---
license: mit
language:
- en
metrics:
- perplexity
base_model:
- google-bert/bert-base-uncased
pipeline_tag: fill-mask
library_name: transformers
tags:
- bert
- masked-language-modeling
- mlm
- fill-mask
- transformers
- finance
- central-bank
- financial-nlp
- economic-policy
- monetary-policy
- BIS
- speeches
- BIS-Speeches
- pretraining
- domain-adaptation
- financial-domain-adaptation
---
# Central Bank-BERT: Domain-Adaptive Masked Language Model for Central Bank Communication
**Central Bank-BERT** is a **domain-adapted masked language model** based on `bert-base-uncased`, pretrained on more than **66 million tokens** across **over 2 million sentences** extracted from **central bank speeches published by the Bank for International Settlements (1996–2024)**.
This model is specifically optimized for **masked token prediction** within the highly specialized domains of **monetary policy**, **financial regulation**, and **macroeconomic communication**, enabling deeper contextual understanding of central banking discourse and financial narratives.
## Dataset Summary
- **Source**: BIS Central Bank Speeches (1996–2024)
- **Total Speeches**: 19,609
- **MLM Sentences**: 2,087,615 (_~2.09M_)
- **Total Tokens**: 66,359,113 (_~66.36M_)
- **Avg. Tokens per Sentence**: 31.79
## Model & Training Details
| **Category** | **Details** |
|------------------------|-----------------------------------------------------------------------------|
| **Tokenizer** | `BertTokenizerFast` (base: `bert-base-uncased`)
Vocab Size: **30,522**
Max Seq Length: **128** |
| **Model** | `BertForMaskedLM` (initialized from `bert-base-uncased`)
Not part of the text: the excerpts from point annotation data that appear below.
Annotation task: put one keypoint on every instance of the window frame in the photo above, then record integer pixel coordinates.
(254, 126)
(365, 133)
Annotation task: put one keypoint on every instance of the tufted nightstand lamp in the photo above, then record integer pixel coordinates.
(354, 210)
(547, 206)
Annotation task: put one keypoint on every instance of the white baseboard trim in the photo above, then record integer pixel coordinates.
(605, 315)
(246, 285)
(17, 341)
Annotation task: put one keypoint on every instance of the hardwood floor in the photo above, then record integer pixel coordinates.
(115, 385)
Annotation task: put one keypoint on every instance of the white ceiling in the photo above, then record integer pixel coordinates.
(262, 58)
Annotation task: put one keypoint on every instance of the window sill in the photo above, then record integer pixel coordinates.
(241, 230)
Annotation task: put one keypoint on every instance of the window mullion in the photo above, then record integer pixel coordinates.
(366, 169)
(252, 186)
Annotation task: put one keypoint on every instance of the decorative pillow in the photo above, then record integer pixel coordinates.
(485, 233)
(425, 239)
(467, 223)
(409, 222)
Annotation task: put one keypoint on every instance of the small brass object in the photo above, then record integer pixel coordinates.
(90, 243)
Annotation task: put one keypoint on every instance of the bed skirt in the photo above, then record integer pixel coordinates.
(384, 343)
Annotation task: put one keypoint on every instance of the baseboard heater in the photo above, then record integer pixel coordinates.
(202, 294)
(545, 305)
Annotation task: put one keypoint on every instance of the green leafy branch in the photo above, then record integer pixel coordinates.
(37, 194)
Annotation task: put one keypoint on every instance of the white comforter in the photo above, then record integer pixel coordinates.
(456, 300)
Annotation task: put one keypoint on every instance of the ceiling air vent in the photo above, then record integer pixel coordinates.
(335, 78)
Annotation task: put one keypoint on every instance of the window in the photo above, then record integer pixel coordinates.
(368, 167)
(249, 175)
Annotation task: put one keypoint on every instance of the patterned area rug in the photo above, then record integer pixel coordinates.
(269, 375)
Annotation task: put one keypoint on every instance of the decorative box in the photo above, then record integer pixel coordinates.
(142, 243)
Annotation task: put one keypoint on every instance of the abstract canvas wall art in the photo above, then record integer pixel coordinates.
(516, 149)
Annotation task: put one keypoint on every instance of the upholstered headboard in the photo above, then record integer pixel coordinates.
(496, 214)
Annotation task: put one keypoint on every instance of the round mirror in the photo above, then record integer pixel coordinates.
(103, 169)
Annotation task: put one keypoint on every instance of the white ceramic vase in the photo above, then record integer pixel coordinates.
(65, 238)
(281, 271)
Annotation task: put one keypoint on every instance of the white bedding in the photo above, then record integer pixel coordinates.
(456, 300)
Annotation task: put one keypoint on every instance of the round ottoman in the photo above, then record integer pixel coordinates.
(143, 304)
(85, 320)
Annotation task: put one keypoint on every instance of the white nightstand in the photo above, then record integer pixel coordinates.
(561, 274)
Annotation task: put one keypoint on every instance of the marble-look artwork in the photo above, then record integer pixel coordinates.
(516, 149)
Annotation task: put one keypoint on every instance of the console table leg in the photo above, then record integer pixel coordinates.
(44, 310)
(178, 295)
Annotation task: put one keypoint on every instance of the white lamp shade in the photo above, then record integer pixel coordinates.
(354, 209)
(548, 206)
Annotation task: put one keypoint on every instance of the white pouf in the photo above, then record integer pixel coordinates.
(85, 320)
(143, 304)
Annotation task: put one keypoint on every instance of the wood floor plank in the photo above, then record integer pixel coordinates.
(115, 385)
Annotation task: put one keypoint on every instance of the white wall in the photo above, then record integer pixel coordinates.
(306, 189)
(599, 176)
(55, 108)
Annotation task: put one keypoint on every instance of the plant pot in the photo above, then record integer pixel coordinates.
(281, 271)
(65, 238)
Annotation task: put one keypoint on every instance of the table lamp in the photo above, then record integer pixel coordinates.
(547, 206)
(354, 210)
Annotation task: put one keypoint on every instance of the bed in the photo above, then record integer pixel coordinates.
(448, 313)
Total Params: **109,514,298 (~109.5M)**
Trainable Params: **109,514,298** |
| **Training Setup** | Epochs: **1**
Batch Size (per device): **16**
Gradient Accumulation: **2**
Effective Batch Size: **32**
MLM Probability: **15%** |
| **Hardware** | Device: **NVIDIA Tesla P100 (Kaggle)**
Mixed Precision: **fp16** |
| **Training Duration** | **~8 hrs 18 mins**
Start: *2025-07-19 17:17*
End: *2025-07-20 01:35* |
| **Evaluation Results** | **Perplexity**
bert-base: *13.06*
[`CentralBank-BERT`](https://huggingface.co/bilalzafar/CentralBank-BERT): **4.66** |
> Lower perplexity demonstrates better fit on domain-specific central bank language.
**Notebook: Training, Evaluation & Results**
The full training pipeline, including data preprocessing, tokenizer setup, model training, evaluation, and result visualizations, is documented in the notebook [`cb-bert-mlm.ipynb`](./cb-bert-mlm.ipynb). This notebook includes actual outputs from the training run, perplexity comparisons, manual masked sentence evaluations, and Top-K accuracy analysis—ensuring full transparency and reproducibility of the model development process.
**Model Files**
- `model.safetensors`: Trained model weights
- `config.json`: Model architecture and hyperparameters
- `tokenizer.json`: Serialized tokenizer
- `vocab.txt`: Vocabulary file
- `tokenizer_config.json`: Tokenizer configuration
- `special_tokens_map.json`: Special tokens mapping
- `training_args.bin`: Training arguments used during pretraining
This model repository includes all essential files required to load, evaluate, or fine-tune the [`CentralBank-BERT`](https://huggingface.co/bilalzafar/CentralBank-BERT) model using Hugging Face's `transformers` library.
These components are necessary to ensure full compatibility with the original training environment and to support seamless deployment or transfer learning.
---
## Downstream Models
In addition to the domain-adapted masked language model (**[`CentralBank-BERT`](https://huggingface.co/bilalzafar/CentralBank-BERT)**), a suite of fine-tuned downstream classifiers has been released to support CBDC-specific research and policy analysis. These models share the same encoder backbone and are designed for different classification and information extraction tasks on central bank communication.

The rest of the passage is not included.